Living together in the case of husband and wife is a thing of a special character. It is an incident of matrimony. It is, therefore intelligible that the legislature should provide that maintenance is not to be paid to a wife living separate, unless she has good cause for refusing to live with the husband.

The case of children is different. Where the parents have divorced, the children, if in the mothers' custody, must be living separate from the father. But that is no reason why he should not maintain them.

If he wishes them to live with him, his obvious course is to get an order from the proper authority giving him the custody of them. Until he does that he cannot justly refuse to maintain them on the plea that they will not live with him.

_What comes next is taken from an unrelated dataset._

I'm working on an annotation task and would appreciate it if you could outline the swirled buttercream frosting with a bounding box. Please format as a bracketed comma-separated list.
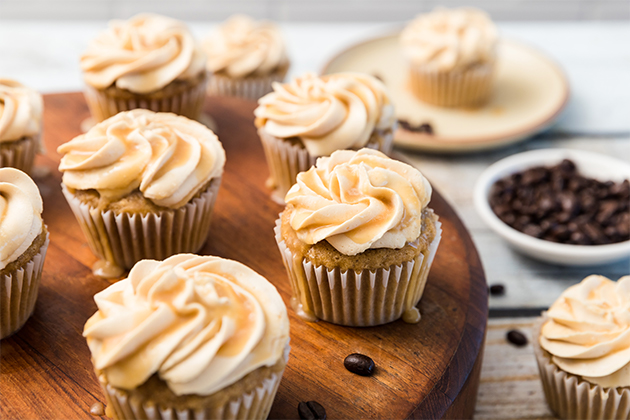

I think this is why the Code says nothing about children living separately.

I am in respectful agreement with the view taken in all these cases.

7. The learned Counsel for the counter-petitioner has brought to my notice two decisions of the Lahore High Court which take a contrary view. Sita Devi v. Har Narain AIR 1930 Lah 886 and Ralia v. Me. Atti AIR 1914 Lah 417 P. The view taken in the former case was that the requirements of neglect to maintain under Section 488 must be fulfilled before any order is made under this section. In the second case it was held that the father cannot be made liable for the maintenance of his minor child, when he is willing to maintain the child if it is given in his cutody.

Both these decisions give no reasons for the view taken by them. In a later case in Mt. Akhtari Begum v. Abdul Rashid AIR 1937 Lah 236, it was held that father's readiness to maintain the child provided he is given into his custody, does not disentitle the child to maintenance if the mother refuses to give him, in the custody of his father. The order of the learned First Class Magistrate cannot therefore be supported and is set aside.

8. Regarding the quantum of maintenance to the petitioner the learned First Class Magistrate has recorded a finding that Rs. 5/- per mensem would be a reasonable amount for her maintenance. The petitioner has not challenged this finding in the revision petition, even though it is now stated that the amount is wholly inadequate. I do not find any reason to differ from the finding of the learned First Class Magistrate. On proof of any change in the circumstances, it would be open to the petitioner to move the court under Section 489, Cri. P.C.

The revision petition is therefore allowed and there would be an order awarding maintenance to the child at the rate of Rs. 5/- per mensem.